Building Switzerland’s Research Infrastructure for Autonomous Systems
CAI and ZAV are leading TESTAIR, an initiative for a new national research infrastructure designed to test and validate autonomous systems such as drones and robots in real-world environments.
Autonomous systems and AI-based robots are developing rapidly and will increasingly operate in public spaces and as part of civil society. Transforming them into safe and dependable real-world tools requires a new way of doing science: rigorous system-level testing across diverse environments, the integration of hardware, software, and human supervision, alignment with regulatory frameworks, and the generation of robust, reproducible evidence under realistic conditions.
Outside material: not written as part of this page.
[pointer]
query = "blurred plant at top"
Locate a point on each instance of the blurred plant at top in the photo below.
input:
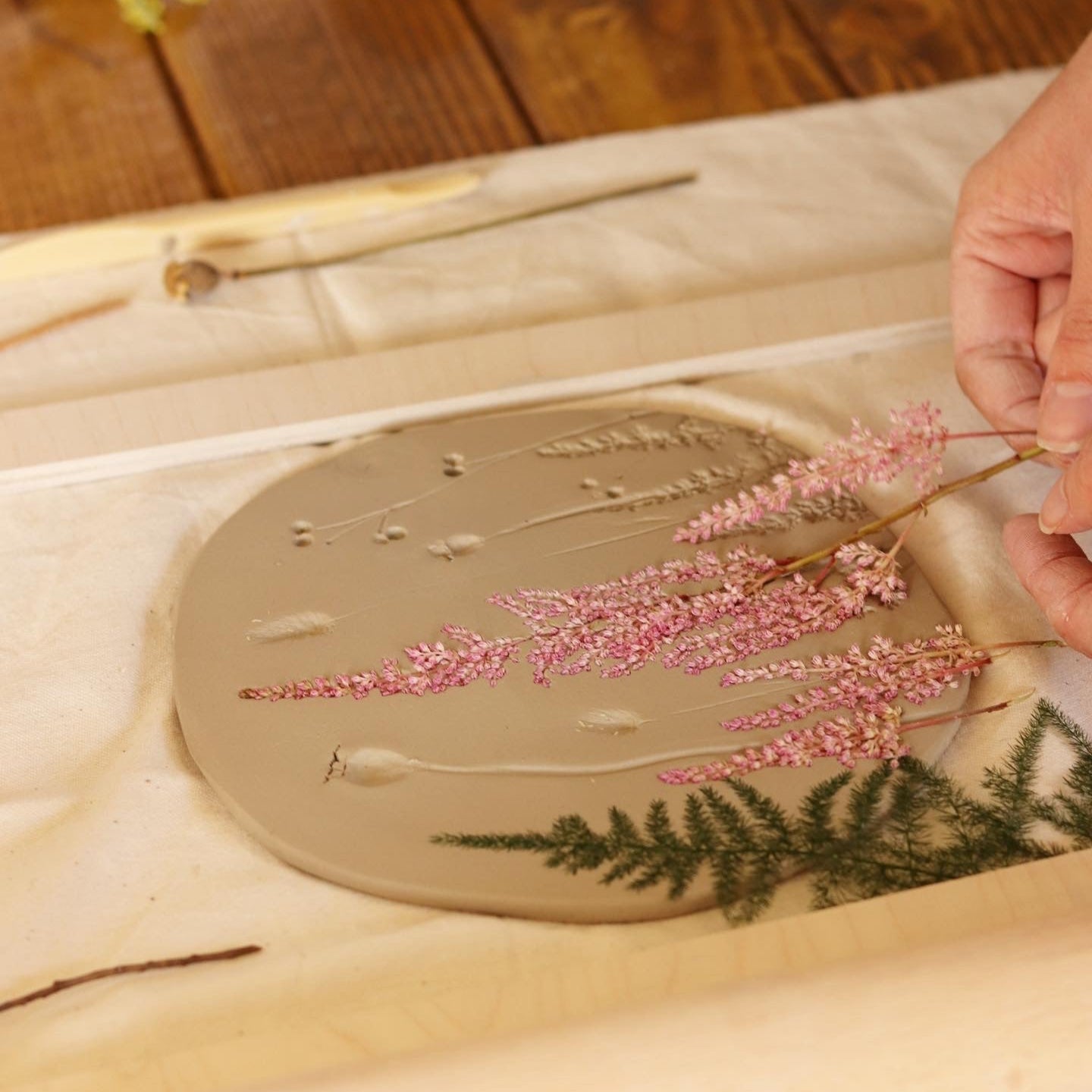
(148, 15)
With TESTAIR, we propose a coordinated network of testing sites across Switzerland bridging air, water and land applications, from indoor laboratories to airfields, large outdoor fly zones and water-based platforms, where autonomous systems can be developed, tested, and validated throughout their lifecycle.
The initiative grew out of DIZH structure LINA. Building on this foundation, TESTAIR now brings together internationally recognised scientists including Prof. Davide Scaramuzza (UZH), Prof. Mirko Kovač (Empa/EPFL), Prof. Thilo Stadelmann (ZHAW), and Prof. Michel Guillaume (ZHAW), along with an extended team of researchers from ZHAW, UZH, ETH Zürich, and SUPSI, as well as partners from industry and the public sector. The infrastructure is coordinated by Dr. Hella Bolck (ZHAW), who previously managed the LINA initiative.
TESTAIR successfully passed the first evaluation stages of the Swiss Roadmap for Research Infrastructures in 2025 and submitted its full proposal to the Swiss National Science Foundation (SNSF) in January 2026, aiming to become one of Switzerland’s future National Research Infrastructures recognized by the State Secretariat for Education, Research and Innovation (SERI).
Strong ecosystem engagement underscores the initiative: 43 Letters of Support have been received from stakeholders across Switzerland’s research, industry, and public sectors, demonstrating both the scientific relevance of TESTAIR and the clear demand for a shared national infrastructure.
TESTAIR aims to ensure that Switzerland remains a place where cutting-edge research in robotics and AI can thrive and translate into real-world innovation.